Cabianca quando poco dopo lo conobbi e lo incontrai per parlare del Piano
Paesistico il cui progetto gli era stato affidato dall’Assessorato Regionale
Territorio e Ambiente. Non ho la presunzione di credere che sia stato questa
mia posizione a determinare la tutela ma mi sentirei onerato se solo vi avesse
contribuito in qualche modo.
Un’ultima cosa: non fu l’Unesco a determinare
l’iniziativa della Magistratura che portò all’intervento della forza pubblica.
Anche qui è necessaria una piccola ricostruzione.
Quando divenni Sindaco una delle prime
preoccupazioni fu quello di capire quali erano i termini ed i tempi della
concessione delle aree pomicifere e vidi
che la concessione data con Delibera Consiliare sarebbe scaduta nel 2001.
Quindi mi misi subito all’opera per cercare uno sbocco visto che era
impensabile che si andasse avanti per l’eternità a scavare la pomice.
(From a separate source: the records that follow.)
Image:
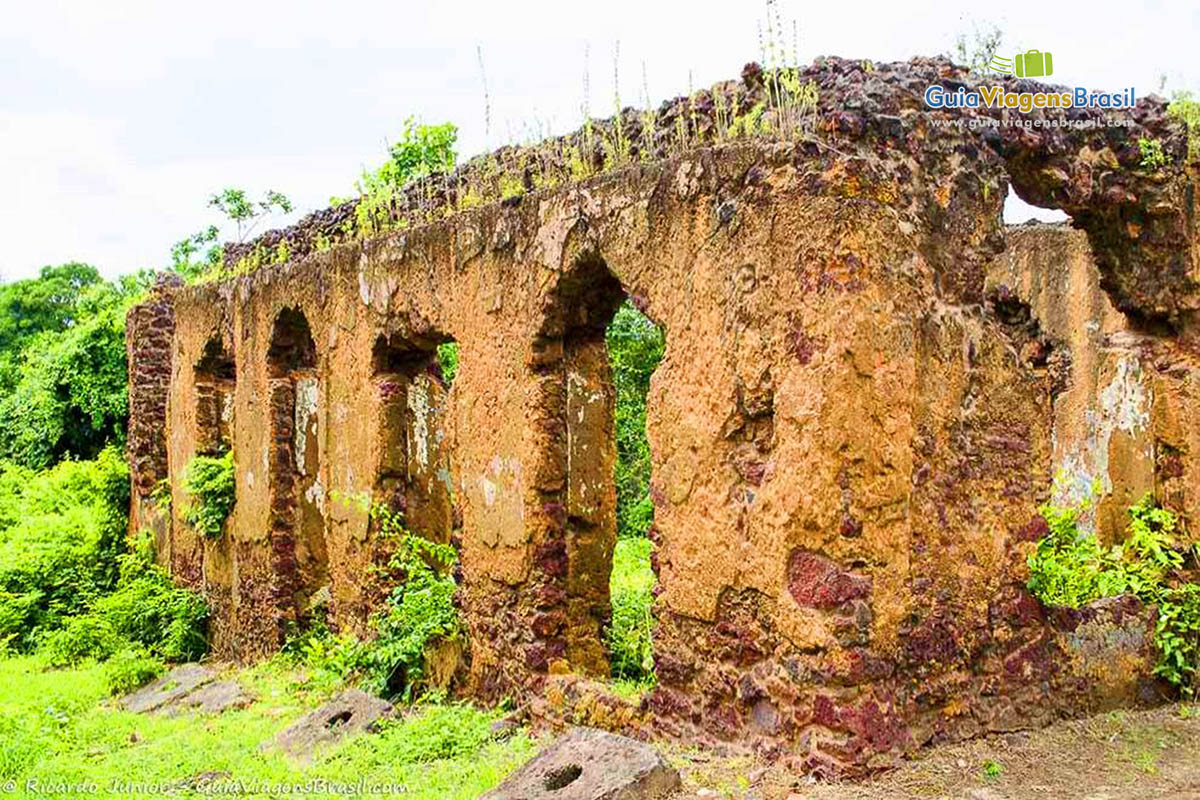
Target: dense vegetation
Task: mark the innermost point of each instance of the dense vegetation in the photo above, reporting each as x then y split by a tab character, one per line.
635	348
1069	567
63	364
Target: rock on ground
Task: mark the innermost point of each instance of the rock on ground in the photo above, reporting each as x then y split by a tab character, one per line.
211	698
168	690
589	764
351	713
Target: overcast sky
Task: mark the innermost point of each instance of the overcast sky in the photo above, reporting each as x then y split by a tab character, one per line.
118	118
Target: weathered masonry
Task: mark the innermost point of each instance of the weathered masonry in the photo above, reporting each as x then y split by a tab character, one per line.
868	389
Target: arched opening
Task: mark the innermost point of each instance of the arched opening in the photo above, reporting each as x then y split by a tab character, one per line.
577	397
215	379
298	497
412	378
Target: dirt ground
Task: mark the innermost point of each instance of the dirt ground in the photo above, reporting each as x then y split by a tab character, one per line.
1120	756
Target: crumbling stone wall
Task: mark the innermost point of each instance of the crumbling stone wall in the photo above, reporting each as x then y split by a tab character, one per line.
859	409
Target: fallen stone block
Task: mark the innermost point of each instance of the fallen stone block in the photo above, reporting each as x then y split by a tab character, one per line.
216	697
589	764
178	683
351	713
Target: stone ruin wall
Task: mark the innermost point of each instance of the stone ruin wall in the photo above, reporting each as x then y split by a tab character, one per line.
867	391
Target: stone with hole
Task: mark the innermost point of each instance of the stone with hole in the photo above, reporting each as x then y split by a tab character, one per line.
177	684
589	764
351	713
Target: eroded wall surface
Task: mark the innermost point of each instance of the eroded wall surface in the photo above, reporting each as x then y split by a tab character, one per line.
861	407
1125	394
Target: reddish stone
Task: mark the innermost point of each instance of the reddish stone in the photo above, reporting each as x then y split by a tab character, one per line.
816	582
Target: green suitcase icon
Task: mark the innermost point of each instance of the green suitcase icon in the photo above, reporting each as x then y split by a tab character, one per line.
1033	64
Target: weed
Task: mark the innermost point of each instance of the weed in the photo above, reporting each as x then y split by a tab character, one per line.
1071	569
629	635
1152	155
211	483
1186	109
130	669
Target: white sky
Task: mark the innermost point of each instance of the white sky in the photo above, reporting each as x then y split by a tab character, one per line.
119	118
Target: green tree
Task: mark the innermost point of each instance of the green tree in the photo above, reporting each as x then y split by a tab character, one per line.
34	306
246	214
69	396
421	150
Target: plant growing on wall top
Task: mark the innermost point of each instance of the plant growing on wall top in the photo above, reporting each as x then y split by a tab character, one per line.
246	214
211	485
1071	569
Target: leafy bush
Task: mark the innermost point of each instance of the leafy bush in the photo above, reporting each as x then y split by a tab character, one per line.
60	534
1186	109
69	396
130	669
420	611
147	608
213	486
1152	154
81	637
448	361
629	635
1071	569
418	615
421	150
635	349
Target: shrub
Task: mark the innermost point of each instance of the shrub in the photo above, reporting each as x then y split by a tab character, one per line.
211	483
1071	569
130	669
629	635
420	611
635	349
1186	109
82	637
1152	154
71	398
60	534
147	608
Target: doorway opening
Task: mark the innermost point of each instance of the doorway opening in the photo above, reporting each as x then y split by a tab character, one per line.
635	346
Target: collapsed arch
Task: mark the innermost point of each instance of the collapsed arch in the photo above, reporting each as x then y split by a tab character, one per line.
413	451
297	495
215	378
576	398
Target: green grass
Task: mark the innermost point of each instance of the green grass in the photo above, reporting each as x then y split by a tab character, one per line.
58	727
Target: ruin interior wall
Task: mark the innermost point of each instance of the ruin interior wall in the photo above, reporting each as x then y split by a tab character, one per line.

Ricordo,
fra gli altri, che promossi due importanti incontri con investitori stranieri:
una grande industria tedesca prima e alcuni investitori statunitensi in visita
di studio in Sicilia, poi. Ma tutte e due le volte l’esito fu negativo perché
alla domanda degli interlocutori quando la Pumex pensava di smettere di scavare
la risposta dell’imprenditore era “mai”. La riconversione, a suo parere,
sarebbe dovuta avvenire contemporaneamente alla continuazione dell’escavazione.
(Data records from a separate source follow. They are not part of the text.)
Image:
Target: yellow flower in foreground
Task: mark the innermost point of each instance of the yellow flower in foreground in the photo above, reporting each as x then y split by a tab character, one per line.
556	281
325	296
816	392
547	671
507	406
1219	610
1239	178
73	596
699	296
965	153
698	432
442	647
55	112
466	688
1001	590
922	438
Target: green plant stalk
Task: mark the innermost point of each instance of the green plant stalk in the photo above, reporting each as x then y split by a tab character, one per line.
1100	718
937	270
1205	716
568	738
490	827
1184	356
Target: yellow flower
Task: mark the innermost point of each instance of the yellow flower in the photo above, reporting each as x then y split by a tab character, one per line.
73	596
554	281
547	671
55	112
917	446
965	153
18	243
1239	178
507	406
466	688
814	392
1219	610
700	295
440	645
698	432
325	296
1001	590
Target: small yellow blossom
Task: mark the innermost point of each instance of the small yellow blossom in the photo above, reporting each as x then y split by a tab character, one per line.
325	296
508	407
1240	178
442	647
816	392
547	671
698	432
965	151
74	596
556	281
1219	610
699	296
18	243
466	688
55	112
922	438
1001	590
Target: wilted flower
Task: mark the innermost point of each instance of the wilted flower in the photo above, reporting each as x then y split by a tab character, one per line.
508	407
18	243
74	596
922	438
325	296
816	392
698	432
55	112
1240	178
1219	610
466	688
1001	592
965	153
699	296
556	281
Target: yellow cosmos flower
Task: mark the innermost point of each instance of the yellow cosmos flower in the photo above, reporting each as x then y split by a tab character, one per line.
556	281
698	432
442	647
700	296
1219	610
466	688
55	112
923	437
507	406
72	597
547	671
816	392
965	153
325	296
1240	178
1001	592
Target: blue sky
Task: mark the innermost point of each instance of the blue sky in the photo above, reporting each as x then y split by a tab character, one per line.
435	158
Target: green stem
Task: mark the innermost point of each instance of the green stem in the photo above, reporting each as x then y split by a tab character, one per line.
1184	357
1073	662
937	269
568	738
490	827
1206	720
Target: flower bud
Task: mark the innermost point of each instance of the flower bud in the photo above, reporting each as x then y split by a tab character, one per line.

E questo gelava gli interlocutori. Si giunge così al 2001 senza una strategia
di uscita dalla escavazione.
Dopo qualche mese venne a scadenza la concessione
della Pumex e non mi costa che fu mai rinnovata (io nel frattempo non ero più
Sindaco anche se continuavo a seguire la vicenda come Consigliere Comunale).
Come la Pumex andò avanti negli anni seguenti? Con delle proroghe da parte
dell’Ente minerario della Regione e quindi senza nuove autorizzazioni di scavo
ma, probabilmente, con l’obiettivo dichiarato dir completare il Piano di scavo
già approvato o per mettere in sicurezza l’area di escavazione. Probabilmente,
ma è mia pura presunzione, l’intervento della Magistratura e delle forze
dell’ordine fu dovuto ad una presunta trasgressione della società dai limiti
fissati non certo a causa dell’Unesco.
Questo per quanto è in mia conoscenza.